Migrating from StableBaselines3, not able to reproduce results

I’ve been trying to migrate my PPO training from StabeBaselines3 to Ray Rllib, but I am having difficulties reproducing my prior results. I’m training the same environment and tried setting the same hyperparameters, but maybe I am missing something? Has anyone else been able to reproduce results between libraries? Below are the params I am setting, am I missing any other default params that differ between sb3 and rllib? My main issue seems to be that vf_loss and entropy doesn’t decrease.

StableBaselines3

policy_kwargs = dict(net_arch=[128, 128, 128])
n_steps = 512
learning_rate = 0.0001
batch_size = 64
gamma = 0.99
ent_coef = 0.05
clip_range = 0.2
n_envs = 4

RLLib

“num_rollout_workers”: 0, # force to run on local worker for my special callbacks to work
“num_envs_per_worker”: 4,
“framework”: “torch”,
“gamma”: 0.99,
“lambda”: 0.95, # From sb3 docs, this should be 0.95 to match?
“lr”: 0.0001,
“train_batch_size”: 512*4, # not quite sure here, I do n_steps * n_envs to try and match sb3
“sgd_minibatch_size”: 64,
“num_sgd_iter”: 10, # From sb3 docs, this should be 10 to match?
“vf_loss_coeff”: 0.5, # From sb3 docs, this should be 0.5 to match?
“vf_clip_param”: np.inf, # From sb3 docs, they don’t have a limit?
“normalize_advantage”: True, # sb3 normalizes by default
“clip_param”: 0.2,
“entropy_coeff”: 0.05,
“model”: {
“fcnet_hiddens”: [128, 128, 128],
}

Solved the issue with vf_loss!
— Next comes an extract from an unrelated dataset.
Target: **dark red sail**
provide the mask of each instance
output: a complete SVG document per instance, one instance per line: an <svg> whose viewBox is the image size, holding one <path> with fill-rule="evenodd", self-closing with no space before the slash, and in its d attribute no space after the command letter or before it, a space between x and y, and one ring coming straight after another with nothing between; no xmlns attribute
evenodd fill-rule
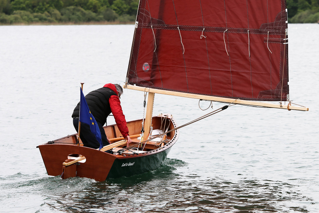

I had mistakenly during the refactor set terminated=True in my environment after when it reaches my set amount of steps, instead of truncated=True. Apparently it caused the value function to completely collapse, both in SB3 and RLlib. Had no idea there would be a difference when using terminated or truncated.